Terbaru truk menghantam mobil, motor hingga gerobak cilok pada Jumat (10/4/2026).
Terkait insiden tersebut, Wali Kota Semarang, Agustina Wilujeng, memberikan pernyataan tegasnya.
"Tata ruang kita itu memang keliru, ini harus diakui," ujar Agustina menukil TribunJateng pada Senin (13/4/2026).
Menurut Agustina, kontur jalan di tanjakan Silayur secara teknis tidak ideal bagi kendaraan bermuatan besar.
Ia menyoroti tingkat kemiringan lajur yang dinilai tidak mampu mengakomodasi kendaraan dengan tonase berat, sehingga risiko kecelakaan menjadi sangat tinggi.
"Dulu itu pembuatan lajur kemiringannya itu menurut saya memang tidak layak untuk mobil-mobil besar, mobil-mobil dengan tonase yang berat. Karena kalau berat itu pasti meluncur, pasti,” tegasnya.

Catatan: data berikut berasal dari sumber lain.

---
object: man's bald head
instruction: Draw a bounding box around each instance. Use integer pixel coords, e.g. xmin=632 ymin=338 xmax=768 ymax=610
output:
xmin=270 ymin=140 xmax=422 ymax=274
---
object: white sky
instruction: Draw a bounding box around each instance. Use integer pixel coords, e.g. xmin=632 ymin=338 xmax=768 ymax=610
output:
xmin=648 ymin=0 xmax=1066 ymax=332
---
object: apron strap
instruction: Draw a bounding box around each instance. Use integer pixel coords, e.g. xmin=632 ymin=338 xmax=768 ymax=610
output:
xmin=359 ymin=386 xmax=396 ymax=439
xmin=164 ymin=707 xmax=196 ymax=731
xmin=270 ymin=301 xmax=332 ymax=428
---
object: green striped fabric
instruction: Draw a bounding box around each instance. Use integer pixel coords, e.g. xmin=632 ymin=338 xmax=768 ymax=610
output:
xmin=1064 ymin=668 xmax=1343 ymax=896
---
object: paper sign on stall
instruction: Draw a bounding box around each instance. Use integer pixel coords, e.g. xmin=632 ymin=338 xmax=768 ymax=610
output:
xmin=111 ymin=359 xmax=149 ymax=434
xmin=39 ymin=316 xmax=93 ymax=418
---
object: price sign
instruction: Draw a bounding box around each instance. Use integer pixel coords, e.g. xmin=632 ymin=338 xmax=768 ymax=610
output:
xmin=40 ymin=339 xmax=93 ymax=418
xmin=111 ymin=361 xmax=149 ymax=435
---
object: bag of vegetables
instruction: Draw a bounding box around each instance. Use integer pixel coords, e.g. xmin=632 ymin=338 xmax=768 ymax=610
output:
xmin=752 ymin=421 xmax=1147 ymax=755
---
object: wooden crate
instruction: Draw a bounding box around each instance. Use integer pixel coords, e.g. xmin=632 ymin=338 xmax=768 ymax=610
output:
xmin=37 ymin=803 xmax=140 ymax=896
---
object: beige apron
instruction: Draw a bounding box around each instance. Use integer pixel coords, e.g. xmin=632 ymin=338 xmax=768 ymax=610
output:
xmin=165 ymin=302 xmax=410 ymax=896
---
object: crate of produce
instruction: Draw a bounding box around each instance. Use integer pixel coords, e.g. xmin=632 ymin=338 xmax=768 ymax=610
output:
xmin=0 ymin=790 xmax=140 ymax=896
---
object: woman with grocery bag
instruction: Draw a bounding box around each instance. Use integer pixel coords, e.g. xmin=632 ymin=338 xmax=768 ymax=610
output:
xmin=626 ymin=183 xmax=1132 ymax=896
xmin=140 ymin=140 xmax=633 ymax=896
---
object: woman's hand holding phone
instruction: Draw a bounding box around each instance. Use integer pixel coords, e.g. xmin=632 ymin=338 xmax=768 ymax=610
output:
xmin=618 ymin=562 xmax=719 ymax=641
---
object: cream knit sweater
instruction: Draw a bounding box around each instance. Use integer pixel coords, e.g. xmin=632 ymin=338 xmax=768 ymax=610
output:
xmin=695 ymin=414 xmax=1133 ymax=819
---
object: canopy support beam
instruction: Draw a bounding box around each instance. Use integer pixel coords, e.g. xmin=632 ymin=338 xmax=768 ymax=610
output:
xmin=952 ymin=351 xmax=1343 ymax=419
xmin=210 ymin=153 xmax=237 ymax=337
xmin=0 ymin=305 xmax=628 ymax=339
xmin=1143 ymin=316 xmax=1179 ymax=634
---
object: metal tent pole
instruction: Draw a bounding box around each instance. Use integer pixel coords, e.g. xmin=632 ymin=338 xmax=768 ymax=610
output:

Menyadari bahwa perbaikan infrastruktur secara menyeluruh membutuhkan anggaran yang sangat besar, Pemerintah Kota Semarang saat ini memprioritaskan langkah pengawasan.
Baca Juga: Sering Telan Korban, Ini Alasan Jalur Parakan–Kertek Wonosobo Dijuluki Jalur Tengkorak
Koordinasi lintas sektor bersama kepolisian, Dinas Perhubungan, dan para pelaku usaha mulai diperketat.